Fed-Direktoriumsmitglied Christopher Waller hat einen Tag vor Veröffentlichung der Protokolle aus der vergangenen Zinssitzung vom 1. Mai darauf hingewiesen, dass der US-Arbeitsmarkt immer noch in sehr guter Verfassung sei und gleichzeitig das Inflationsrisiko hoch bleibe. Erst nach einigen weiteren Monaten mit guten Inflationsdaten würde er sich mit einer geldpolitischen Lockerung wohlfühlen, zitierte ihn die Nachrichtenagentur Reuters.

Im April war die US-Inflationsrate auf 3,4 (März: 3,5) Prozent zurückgegangen, ist damit aber immer noch weit vom Inflationsziel der Notenbanker von zwei Prozent entfernt. Waller sagte, die Notenbank mache Fortschritte auf dem Weg zu diesem Ziel. Deshalb sei eine weitere geldpolitische Straffung, also eine Zinsanhebung, wohl nicht mehr nötig. Auch Fed-Direktor Raphael Bostic (Bezirk Atlanta) warnte vor übereilten Zinssenkungen. Man müsse den ersten Schritt nach unten womöglich später machen, sagte er. Die US-Börsen waren am Dienstag nur mit angezogener Handbremse unterwegs. Der DAX schloss 0,2 Prozent im Minus.

Unterdessen hat US-Finanzministerin Janet Yellen, frühere Fed-Chefin, die europäischen Banken aufgefordert, Schlupflöcher zur Umgehung der Russland-Sanktionen so schnell wie möglich zu schließen. Russland sei weiter in der Lage, kriegswichtige Güter zu beschaffen, sagte sie in Frankfurt bei der Verleihung der Ehrendoktorwürde durch die Frankfurt School of Finance.

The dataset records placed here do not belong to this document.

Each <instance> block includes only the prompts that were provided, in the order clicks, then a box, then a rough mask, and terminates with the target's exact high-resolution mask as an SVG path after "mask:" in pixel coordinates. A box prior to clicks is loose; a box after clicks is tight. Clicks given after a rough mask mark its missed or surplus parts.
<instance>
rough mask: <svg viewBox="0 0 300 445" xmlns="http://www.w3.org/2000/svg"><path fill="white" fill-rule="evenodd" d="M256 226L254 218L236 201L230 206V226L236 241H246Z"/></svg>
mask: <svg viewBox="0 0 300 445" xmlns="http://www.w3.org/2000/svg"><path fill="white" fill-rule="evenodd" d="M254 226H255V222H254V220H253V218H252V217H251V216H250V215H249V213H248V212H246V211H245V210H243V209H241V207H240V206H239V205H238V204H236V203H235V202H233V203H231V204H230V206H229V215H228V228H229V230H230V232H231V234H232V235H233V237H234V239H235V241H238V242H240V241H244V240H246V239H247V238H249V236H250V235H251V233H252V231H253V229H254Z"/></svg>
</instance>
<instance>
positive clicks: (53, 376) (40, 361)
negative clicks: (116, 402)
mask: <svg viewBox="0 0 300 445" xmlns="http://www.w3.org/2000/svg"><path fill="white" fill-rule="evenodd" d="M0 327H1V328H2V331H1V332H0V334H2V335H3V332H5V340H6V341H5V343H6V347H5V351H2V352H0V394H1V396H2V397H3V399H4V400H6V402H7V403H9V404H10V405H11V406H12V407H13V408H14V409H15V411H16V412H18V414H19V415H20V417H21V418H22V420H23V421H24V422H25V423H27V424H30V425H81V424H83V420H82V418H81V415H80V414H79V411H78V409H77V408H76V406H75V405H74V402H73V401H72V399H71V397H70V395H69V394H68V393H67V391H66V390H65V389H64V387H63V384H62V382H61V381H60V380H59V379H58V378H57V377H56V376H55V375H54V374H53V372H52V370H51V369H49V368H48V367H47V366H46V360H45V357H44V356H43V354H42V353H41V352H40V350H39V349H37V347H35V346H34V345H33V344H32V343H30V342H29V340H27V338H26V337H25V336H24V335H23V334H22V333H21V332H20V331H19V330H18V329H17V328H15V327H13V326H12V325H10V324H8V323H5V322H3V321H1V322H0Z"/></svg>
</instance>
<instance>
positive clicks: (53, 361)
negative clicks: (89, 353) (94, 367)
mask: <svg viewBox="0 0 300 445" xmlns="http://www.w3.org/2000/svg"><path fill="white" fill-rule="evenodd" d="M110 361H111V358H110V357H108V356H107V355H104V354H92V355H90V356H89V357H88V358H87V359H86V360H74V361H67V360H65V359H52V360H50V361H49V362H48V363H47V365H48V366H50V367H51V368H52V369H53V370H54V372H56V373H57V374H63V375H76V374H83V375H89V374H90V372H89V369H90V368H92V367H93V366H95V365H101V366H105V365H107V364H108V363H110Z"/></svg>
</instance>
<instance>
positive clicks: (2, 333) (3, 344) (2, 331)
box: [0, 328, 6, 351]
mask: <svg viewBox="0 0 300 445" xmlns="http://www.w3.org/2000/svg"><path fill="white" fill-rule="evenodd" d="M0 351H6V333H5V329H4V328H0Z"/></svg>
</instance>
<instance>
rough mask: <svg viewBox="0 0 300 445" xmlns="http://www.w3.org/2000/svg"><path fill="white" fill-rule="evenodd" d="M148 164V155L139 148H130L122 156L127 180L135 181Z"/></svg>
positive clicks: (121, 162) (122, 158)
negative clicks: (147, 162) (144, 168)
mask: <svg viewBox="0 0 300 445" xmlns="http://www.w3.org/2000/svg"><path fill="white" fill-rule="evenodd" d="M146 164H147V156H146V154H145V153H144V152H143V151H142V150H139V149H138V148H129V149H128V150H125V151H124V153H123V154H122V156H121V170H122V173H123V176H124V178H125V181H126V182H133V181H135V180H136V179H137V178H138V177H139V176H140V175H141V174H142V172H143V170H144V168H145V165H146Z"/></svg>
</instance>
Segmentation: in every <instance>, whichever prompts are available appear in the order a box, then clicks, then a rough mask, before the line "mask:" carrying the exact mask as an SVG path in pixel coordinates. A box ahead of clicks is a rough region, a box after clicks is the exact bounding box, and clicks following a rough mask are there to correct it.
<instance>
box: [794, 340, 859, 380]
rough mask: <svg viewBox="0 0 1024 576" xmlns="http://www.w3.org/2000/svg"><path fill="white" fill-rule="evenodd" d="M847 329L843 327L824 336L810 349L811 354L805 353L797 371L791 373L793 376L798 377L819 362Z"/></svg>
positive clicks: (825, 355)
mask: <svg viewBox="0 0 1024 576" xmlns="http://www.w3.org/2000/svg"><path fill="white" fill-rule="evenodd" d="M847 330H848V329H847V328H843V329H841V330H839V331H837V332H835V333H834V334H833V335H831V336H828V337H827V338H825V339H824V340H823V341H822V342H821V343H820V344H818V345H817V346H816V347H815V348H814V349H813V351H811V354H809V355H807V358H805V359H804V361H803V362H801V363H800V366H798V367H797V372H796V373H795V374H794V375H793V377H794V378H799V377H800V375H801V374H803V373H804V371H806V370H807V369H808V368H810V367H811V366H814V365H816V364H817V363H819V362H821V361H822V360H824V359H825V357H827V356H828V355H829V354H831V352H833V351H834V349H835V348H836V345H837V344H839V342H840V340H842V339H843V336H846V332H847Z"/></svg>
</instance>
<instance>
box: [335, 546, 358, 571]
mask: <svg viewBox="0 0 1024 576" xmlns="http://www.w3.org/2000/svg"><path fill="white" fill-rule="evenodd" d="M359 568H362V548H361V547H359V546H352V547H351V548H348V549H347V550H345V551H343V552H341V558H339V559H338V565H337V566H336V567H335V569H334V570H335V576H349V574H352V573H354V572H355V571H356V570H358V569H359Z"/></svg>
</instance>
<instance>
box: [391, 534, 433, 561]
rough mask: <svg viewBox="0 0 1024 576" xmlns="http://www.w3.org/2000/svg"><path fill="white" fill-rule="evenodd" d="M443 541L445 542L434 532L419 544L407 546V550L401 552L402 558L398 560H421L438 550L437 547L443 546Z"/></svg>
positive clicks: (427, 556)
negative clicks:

Außerdem forderte sie einen abgestimmten Plan, um das in Europa eingefrorene russische Vermögen von rund 300 Milliarden Euro für Ukraine-Hilfen zu nutzen. Derzeit wird darüber diskutiert, die Zinserträge aus dem Vermögen für Waffenkäufe für die Ukraine zu nutzen. Finanzkreisen zufolge könnten 2024 auf diesem Weg rund drei Milliarden Euro für Ukraine-Hilfen mobilisiert werden.

Fazit

Laut Fedwatch-Tool der US-Terminbörse CME rechnen derzeit fast 100 Prozent der Marktteilnehmer damit, dass die Fed auf ihre kommenden Sitzung 12. Juni die Zinsen nochmal konstant hält. Für Juli wird die Wahrscheinlichkeit einer ersten Zinssenkung auf 20 Prozent taxiert, gegenüber 80 Prozent für konstante Zinsen. Bei der Prognose für die Sitzung am 18. September liegt die Wahrscheinlichkeit einer Senkung bei 60 Prozent gegenüber 40 Prozent.